Gabarito: letra A. A alternativa A é a única que não possui verbo, sendo, portanto, uma frase nominal, e não uma oração. A frase "Não todos nem sempre" é um enunciado com sentido completo, mas sem nenhuma forma verbal, enquanto as demais alternativas apresentam verbos explícitos ("Detestamos", "conseguiu", "cochilam"). A distinção central é que oração é toda frase que contém um verbo ou locução verbal, e a alternativa A não atende a esse requisito.

O comando da questão

O enunciado pede para identificar a transcrição que pode ser considerada uma frase, mas não uma oração. Isso exige conhecer a diferença entre os dois conceitos: frase é todo enunciado com sentido completo, podendo ou não ter verbo; oração é a frase que possui verbo (ou locução verbal). A questão, portanto, testa a capacidade de reconhecer a ausência de verbo em um trecho do texto.

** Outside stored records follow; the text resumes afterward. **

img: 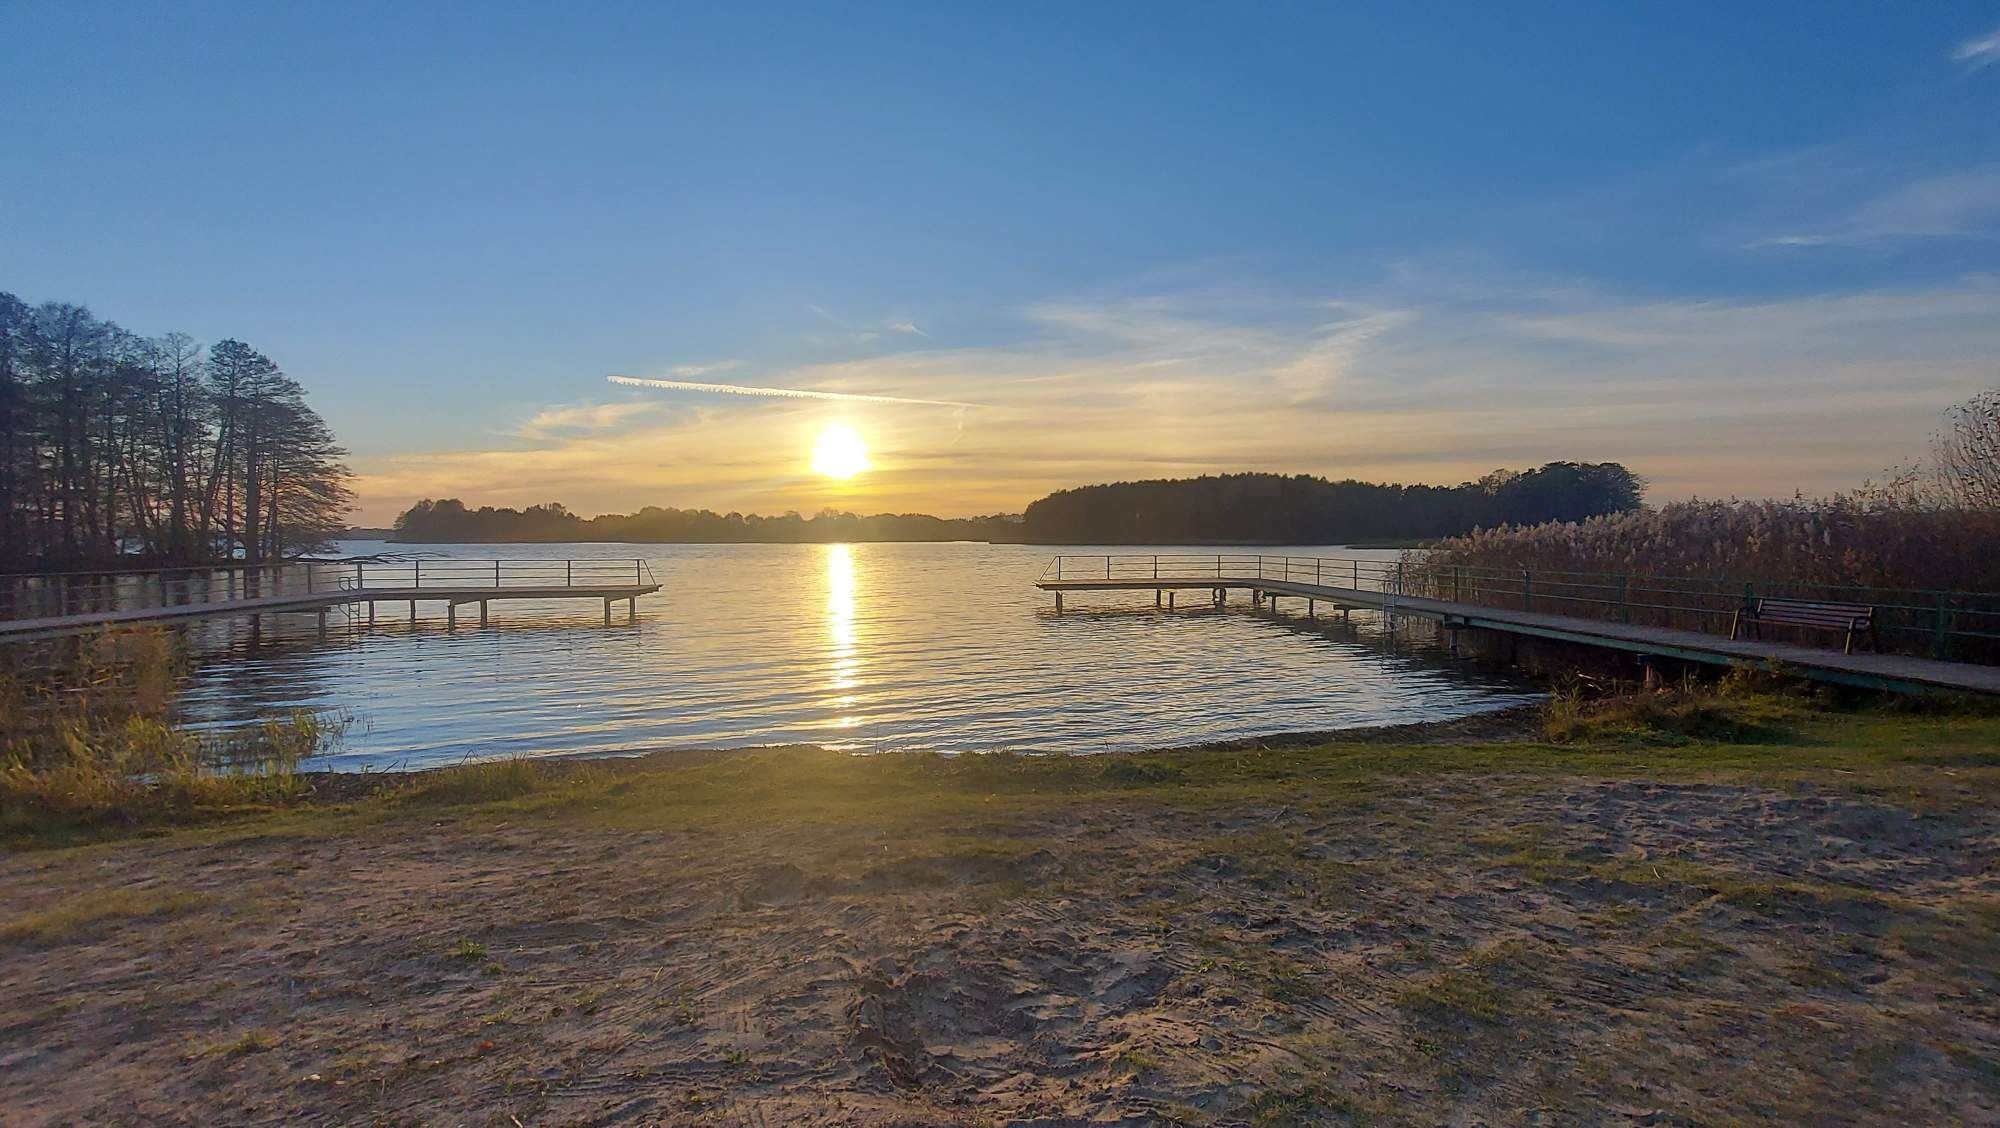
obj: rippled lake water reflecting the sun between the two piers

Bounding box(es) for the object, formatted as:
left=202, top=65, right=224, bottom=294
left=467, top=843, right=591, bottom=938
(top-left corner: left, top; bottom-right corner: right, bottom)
left=184, top=542, right=1536, bottom=770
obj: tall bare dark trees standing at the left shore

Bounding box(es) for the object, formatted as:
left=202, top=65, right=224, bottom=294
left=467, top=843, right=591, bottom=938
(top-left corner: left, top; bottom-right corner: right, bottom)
left=0, top=292, right=352, bottom=572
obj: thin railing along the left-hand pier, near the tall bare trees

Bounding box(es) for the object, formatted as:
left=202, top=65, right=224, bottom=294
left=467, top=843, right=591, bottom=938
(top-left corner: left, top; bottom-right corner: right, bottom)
left=0, top=558, right=656, bottom=620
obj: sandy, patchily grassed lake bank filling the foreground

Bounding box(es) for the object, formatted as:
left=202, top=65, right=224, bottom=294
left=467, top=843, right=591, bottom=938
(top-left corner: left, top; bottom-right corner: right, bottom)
left=0, top=694, right=2000, bottom=1124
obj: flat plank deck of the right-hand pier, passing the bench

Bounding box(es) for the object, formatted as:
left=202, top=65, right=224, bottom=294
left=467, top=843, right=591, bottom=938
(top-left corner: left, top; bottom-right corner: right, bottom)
left=1036, top=576, right=2000, bottom=694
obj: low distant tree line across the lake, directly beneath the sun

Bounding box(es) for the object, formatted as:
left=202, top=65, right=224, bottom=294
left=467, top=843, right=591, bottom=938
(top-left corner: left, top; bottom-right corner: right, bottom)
left=394, top=498, right=1020, bottom=544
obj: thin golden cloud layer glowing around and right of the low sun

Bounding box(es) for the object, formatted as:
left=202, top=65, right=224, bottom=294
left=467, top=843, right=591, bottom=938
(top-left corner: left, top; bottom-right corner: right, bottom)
left=362, top=274, right=2000, bottom=516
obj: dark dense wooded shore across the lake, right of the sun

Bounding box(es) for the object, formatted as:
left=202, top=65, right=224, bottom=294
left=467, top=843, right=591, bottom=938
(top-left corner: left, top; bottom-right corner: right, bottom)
left=1022, top=462, right=1646, bottom=544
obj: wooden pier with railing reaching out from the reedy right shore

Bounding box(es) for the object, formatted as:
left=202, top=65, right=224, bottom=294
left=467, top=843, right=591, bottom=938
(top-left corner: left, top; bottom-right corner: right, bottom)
left=1036, top=556, right=2000, bottom=694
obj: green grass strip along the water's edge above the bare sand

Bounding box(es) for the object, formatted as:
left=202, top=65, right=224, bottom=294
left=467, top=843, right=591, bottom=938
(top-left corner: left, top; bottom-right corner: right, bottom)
left=0, top=656, right=2000, bottom=852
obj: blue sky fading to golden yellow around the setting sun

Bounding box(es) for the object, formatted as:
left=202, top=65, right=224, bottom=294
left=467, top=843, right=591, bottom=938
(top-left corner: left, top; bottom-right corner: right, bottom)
left=0, top=0, right=2000, bottom=524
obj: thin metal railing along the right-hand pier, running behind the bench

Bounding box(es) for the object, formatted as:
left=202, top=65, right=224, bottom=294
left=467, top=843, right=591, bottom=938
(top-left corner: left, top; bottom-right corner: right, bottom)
left=1042, top=552, right=2000, bottom=664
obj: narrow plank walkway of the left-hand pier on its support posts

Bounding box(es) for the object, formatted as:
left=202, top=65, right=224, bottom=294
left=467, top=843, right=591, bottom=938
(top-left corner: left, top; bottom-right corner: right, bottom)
left=0, top=560, right=660, bottom=642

O texto e a localização da resposta

O texto de Lya Luft é uma reflexão sobre a capacidade humana para o mal. A frase "Não todos nem sempre" aparece no sexto parágrafo, logo no início: "Não todos nem sempre. Mas que em nós espreita esse monstro inimaginável e poderoso...". Nesse trecho, a autora faz uma ressalva: nem todas as pessoas são assim, nem sempre. A frase é uma frase nominal, pois não contém verbo, mas tem sentido completo no contexto. As demais alternativas apresentam verbos: "Detestamos" (verbo detestar), "conseguiu" (verbo conseguir) e "cochilam" (verbo cochilar).

A técnica que decide a questão

A regra é simples e direta: oração é a frase que contém verbo. Para resolver, basta identificar se há uma forma verbal em cada alternativa. A alternativa A não tem verbo, logo é frase, mas não oração. As alternativas B, C e D têm verbos, logo são orações. A pegadinha da banca está em confundir o candidato com a estrutura da frase A, que parece incompleta, mas é uma frase nominal válida no contexto.

O gancho

Ao resolver questões sobre frase, oração e período, pergunte-se sempre: há verbo? Se sim, é oração; se não, é frase nominal. Essa é a distinção fundamental que a banca explora.

1Com verbo
Oração
2Sem verbo
Frase nominal
3Oração
Possui verbo ou locução verbal
Frase
LEVELsoulevel.com.br
Frase: Com verbo (Oração); Sem verbo (Frase nominal); Oração (Possui verbo ou locução verbal)

Alternativa A — ✅ Correta ⟵ GABARITO

A frase "Não todos nem sempre" não possui verbo. É um enunciado com sentido completo, que funciona como uma ressalva à afirmação anterior. Por isso, é uma frase nominal, e não uma oração. A alternativa atende exatamente ao que o enunciado pede.

Alternativa B — ❌ Incorreta

A frase "Detestamos o bem do outro" possui o verbo "detestar" conjugado na primeira pessoa do plural (nós detestamos). Portanto, é uma oração, e não uma frase sem verbo. A alternativa falha porque contém verbo.

Alternativa C — ❌ Incorreta

A frase "Ela conseguiu um bom emprego, [...]" possui o verbo "conseguir" conjugado na terceira pessoa do singular (ela conseguiu). Portanto, é uma oração, e não uma frase sem verbo. A alternativa falha porque contém verbo.

Alternativa D — ❌ Incorreta

A frase "A sordidez e a morte cochilam em nós, [...]" possui o verbo "cochilar" conjugado na terceira pessoa do plural (elas cochilam). Portanto, é uma oração, e não uma frase sem verbo. A alternativa falha porque contém verbo.

PEGA ESSA DICA!

Ao identificar orações, procure por verbos ou locuções verbais. Se a frase não tiver nenhum, ela é uma frase nominal. Essa é a chave para resolver questões sobre frase, oração e período.